He is wholesome in his praise of both Arthur and Flower, neither involved in the national setup any longer, but crucial to his own development. He recognises their collective investment in him. He credits Arthur with picking him at all when his life could have been otherwise easier, Flower with improving his game and work ethic.

Imam followed up the controversy of his selection with a century on ODI debut – 100 against Sri Lanka – to quieten any doubters immediately. He is one of just three Pakistanis in history to reach three figures on his 50-over bow. It is one of seven tons in just 36 matches. Few can touch that record.

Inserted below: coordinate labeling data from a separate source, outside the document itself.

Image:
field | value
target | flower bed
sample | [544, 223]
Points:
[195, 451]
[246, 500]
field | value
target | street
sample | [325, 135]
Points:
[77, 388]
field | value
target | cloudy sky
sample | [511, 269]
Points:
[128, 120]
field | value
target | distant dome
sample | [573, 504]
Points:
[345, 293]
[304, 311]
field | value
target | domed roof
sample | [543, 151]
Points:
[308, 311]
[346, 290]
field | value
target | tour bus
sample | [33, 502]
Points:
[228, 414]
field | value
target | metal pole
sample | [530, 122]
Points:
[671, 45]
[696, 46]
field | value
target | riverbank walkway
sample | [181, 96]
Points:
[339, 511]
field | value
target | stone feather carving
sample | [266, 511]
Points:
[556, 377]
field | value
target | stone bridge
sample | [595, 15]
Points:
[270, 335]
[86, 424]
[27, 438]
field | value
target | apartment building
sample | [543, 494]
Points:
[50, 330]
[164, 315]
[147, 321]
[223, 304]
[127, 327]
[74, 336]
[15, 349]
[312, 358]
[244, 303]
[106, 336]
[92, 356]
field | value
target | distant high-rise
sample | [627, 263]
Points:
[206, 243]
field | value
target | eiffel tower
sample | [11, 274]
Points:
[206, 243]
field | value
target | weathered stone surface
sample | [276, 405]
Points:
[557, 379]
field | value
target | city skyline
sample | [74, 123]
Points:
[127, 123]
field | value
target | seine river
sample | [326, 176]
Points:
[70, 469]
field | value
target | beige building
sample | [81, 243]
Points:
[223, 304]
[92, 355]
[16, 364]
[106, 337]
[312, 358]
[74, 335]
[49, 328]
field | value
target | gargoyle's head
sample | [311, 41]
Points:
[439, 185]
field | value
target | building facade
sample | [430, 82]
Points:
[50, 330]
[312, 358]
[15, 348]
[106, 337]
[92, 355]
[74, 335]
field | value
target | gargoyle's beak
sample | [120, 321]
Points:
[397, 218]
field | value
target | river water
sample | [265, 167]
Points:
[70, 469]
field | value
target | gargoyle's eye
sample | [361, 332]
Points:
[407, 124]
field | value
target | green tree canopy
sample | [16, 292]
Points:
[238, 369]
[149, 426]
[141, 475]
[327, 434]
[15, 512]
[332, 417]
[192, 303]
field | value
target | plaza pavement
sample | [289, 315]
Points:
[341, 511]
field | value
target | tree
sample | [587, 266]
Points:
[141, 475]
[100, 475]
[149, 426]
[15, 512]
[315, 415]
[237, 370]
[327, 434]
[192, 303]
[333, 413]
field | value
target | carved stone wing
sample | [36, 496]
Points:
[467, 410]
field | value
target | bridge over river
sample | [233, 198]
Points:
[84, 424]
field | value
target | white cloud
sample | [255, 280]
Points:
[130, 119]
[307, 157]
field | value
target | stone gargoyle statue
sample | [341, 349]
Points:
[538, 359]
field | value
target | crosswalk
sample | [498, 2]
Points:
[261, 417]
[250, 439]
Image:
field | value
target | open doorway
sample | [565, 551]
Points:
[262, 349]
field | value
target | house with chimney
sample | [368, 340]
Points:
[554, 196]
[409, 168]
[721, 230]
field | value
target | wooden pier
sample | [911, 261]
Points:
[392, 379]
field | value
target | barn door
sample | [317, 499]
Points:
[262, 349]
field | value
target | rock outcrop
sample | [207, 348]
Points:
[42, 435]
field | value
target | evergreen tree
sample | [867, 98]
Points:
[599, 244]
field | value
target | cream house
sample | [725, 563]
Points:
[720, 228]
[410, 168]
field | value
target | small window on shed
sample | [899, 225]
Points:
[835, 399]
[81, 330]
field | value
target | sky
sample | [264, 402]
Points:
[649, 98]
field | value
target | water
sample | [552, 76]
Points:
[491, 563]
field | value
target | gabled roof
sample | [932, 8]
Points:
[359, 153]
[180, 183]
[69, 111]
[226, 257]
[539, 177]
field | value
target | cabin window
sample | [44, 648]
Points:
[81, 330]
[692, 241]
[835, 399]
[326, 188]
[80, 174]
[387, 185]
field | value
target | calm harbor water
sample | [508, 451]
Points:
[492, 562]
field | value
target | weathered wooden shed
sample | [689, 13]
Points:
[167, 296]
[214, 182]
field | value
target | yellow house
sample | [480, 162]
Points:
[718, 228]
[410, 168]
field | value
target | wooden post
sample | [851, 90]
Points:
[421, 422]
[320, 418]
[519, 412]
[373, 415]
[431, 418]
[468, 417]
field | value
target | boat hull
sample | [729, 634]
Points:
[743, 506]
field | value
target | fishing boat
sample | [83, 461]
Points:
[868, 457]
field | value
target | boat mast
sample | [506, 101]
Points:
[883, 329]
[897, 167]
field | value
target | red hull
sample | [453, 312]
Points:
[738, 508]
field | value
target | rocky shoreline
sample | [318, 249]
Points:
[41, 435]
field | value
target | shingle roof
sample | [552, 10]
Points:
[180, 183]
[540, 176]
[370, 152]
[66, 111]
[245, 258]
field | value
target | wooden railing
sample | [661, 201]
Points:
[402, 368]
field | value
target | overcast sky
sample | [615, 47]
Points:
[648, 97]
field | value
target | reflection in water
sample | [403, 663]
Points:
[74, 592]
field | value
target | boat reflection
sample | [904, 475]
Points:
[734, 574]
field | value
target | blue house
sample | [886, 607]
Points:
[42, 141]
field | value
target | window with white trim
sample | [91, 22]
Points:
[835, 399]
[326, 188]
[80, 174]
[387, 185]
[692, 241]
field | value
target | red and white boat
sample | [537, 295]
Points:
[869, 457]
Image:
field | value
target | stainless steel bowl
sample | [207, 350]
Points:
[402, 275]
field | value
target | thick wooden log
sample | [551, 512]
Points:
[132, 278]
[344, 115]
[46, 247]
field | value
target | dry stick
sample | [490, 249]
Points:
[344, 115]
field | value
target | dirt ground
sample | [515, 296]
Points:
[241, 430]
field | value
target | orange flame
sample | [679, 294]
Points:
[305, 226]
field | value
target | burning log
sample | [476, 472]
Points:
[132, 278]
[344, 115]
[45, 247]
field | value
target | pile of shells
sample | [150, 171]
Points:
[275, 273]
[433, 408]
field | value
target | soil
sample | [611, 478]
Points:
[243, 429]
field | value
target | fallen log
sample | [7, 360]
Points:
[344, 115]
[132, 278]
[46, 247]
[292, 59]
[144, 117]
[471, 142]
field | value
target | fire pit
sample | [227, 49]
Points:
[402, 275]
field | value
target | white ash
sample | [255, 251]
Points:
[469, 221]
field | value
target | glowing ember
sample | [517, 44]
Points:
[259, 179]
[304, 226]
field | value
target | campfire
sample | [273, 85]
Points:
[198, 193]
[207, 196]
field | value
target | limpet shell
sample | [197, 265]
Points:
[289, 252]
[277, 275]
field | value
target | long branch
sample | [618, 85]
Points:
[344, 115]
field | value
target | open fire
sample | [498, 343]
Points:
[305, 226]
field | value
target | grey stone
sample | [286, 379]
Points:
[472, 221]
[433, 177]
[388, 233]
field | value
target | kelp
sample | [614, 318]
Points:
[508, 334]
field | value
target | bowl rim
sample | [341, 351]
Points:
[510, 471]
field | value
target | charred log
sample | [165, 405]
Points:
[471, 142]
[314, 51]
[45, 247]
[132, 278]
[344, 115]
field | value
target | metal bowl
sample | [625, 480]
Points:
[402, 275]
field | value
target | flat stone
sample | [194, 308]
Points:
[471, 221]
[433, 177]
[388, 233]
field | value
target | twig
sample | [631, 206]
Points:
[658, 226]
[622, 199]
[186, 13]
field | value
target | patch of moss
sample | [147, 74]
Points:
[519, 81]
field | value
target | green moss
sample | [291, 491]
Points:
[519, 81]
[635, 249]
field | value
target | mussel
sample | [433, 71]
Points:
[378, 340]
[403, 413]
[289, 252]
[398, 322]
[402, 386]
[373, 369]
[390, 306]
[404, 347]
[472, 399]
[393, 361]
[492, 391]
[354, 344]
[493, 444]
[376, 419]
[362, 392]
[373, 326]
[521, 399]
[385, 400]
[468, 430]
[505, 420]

As the subject of continual debate, runs remain the best – and only – currency. In a sense, the doubters have helped. They have given an additional purpose to Imam’s every innings.

“The hunger is always there, but it increases because of the criticism,” he admits. “That is the main reason I was very hungry – I knew I had to prove a point.”

There's a view among his detractors that here is a man who plays for himself, who is there on false pretenses. But as Imam speaks, he seeks to quash those accusations one by one. Even when his voice is clearly heard, he raises it further. His is a desperation to be understood. He wants to be appreciated.

He is a dreamer living his dream – of playing for Pakistan, of thriving for Pakistan, of representing a country he adores. The charge of nepotism hits him hardest.

“I don’t think it will change unfortunately,” he confesses. There is a sadness to his voice. “The people will never accept me. That’s what I think.

“I will be the happiest person on the earth if this changes and if people were to accept me as Imam-ul-Haq as an individual, who can accept my failures.”

On the field, those failures have been few and far between.